Hacking Tesla’s MCU-Z: A Breakdown of New AMD-Based Vulnerabilities

Tesla’s electric vehicles, through their MCU (Multimedia Control Unit), have utilized all three major tech components, starting from the earliest NVIDIA Tegra, to Intel Atom, and then to the latest AMD-based infotainment systems (MCU-Z). This has resulted in a significant enhancement in performance, allowing even the playing of Steam games inside the vehicle. However, Tesla’s custom AMD chip now faces a substantial security issue, having been recently “jailbroken” by a hacker team, potentially unlocking certain paid features.

It is widely known that Tesla’s electric vehicles, despite differentiating between high and low configurations, often include hardware for many features even in lower-tier models, with only software restricting their use. Owners can later purchase and activate these functions as needed. This software lock leaves room for possible breaches. A hacker team from TU Berlin in Germany discovered that by injecting voltage faults, they could successfully unlock the TPM key of Tesla’s AMD Ryzen SoC, thus accessing the MCU to modify functionality limitations.

It is reported that some Tesla vehicles can unlock specific paid features after being hacked. For instance, the 2021 Model 3 SR+ can enable steering wheel and seat heating through hacking, an enhancement otherwise costing $300. Additionally, the Model Y Long Range version can access an acceleration boost, usually a $2,000 feature, cutting its 0-100 km/h acceleration time from 4.8 seconds to 4.2 seconds. However, it is worth noting that not all paid features can currently be activated.

Apart from unlocking paid features, this vulnerability could also be exploited to access the owner’s private data, such as their phone book and calendar—personal information at risk due to a hardware flaw in the AMD Ryzen SoC. Consequently, Tesla cannot patch this vulnerability through software upgrades, similar to the Nintendo Switch hack. However, since this operation would disrupt the vehicle’s unique hardware-bound key, it may fail verification through Tesla’s network services, such as Supercharge stations, possibly resulting in a refusal of charging.
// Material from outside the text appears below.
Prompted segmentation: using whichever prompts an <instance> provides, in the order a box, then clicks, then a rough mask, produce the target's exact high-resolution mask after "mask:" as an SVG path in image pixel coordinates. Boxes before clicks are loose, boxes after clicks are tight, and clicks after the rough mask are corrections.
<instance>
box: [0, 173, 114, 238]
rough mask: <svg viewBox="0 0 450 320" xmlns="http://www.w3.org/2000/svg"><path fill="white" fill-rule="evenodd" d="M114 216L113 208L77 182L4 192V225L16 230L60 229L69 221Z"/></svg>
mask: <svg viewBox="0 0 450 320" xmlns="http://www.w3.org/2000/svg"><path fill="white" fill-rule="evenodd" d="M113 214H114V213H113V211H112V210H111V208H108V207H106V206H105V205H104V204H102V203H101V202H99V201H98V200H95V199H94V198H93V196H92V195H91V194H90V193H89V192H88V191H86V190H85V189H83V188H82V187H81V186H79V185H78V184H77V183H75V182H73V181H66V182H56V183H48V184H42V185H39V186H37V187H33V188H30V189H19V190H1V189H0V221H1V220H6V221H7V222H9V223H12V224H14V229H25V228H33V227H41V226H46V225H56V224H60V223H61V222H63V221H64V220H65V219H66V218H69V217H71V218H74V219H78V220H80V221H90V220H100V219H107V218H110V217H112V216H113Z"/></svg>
This practice of firmware flashing to enable hidden features is not exclusive to Tesla. For example, some BMW models have long had the capability to modify the M-power dashboard and enable CarPlay, among other minor functionalities. Though the MCU and vehicle computer operate as two separate systems, theoretically not interfering with the vehicle’s operation, these unverified modifications could potentially lead to a loss of factory warranty. The risk level, therefore, is not as trivial as flashing a mobile phone.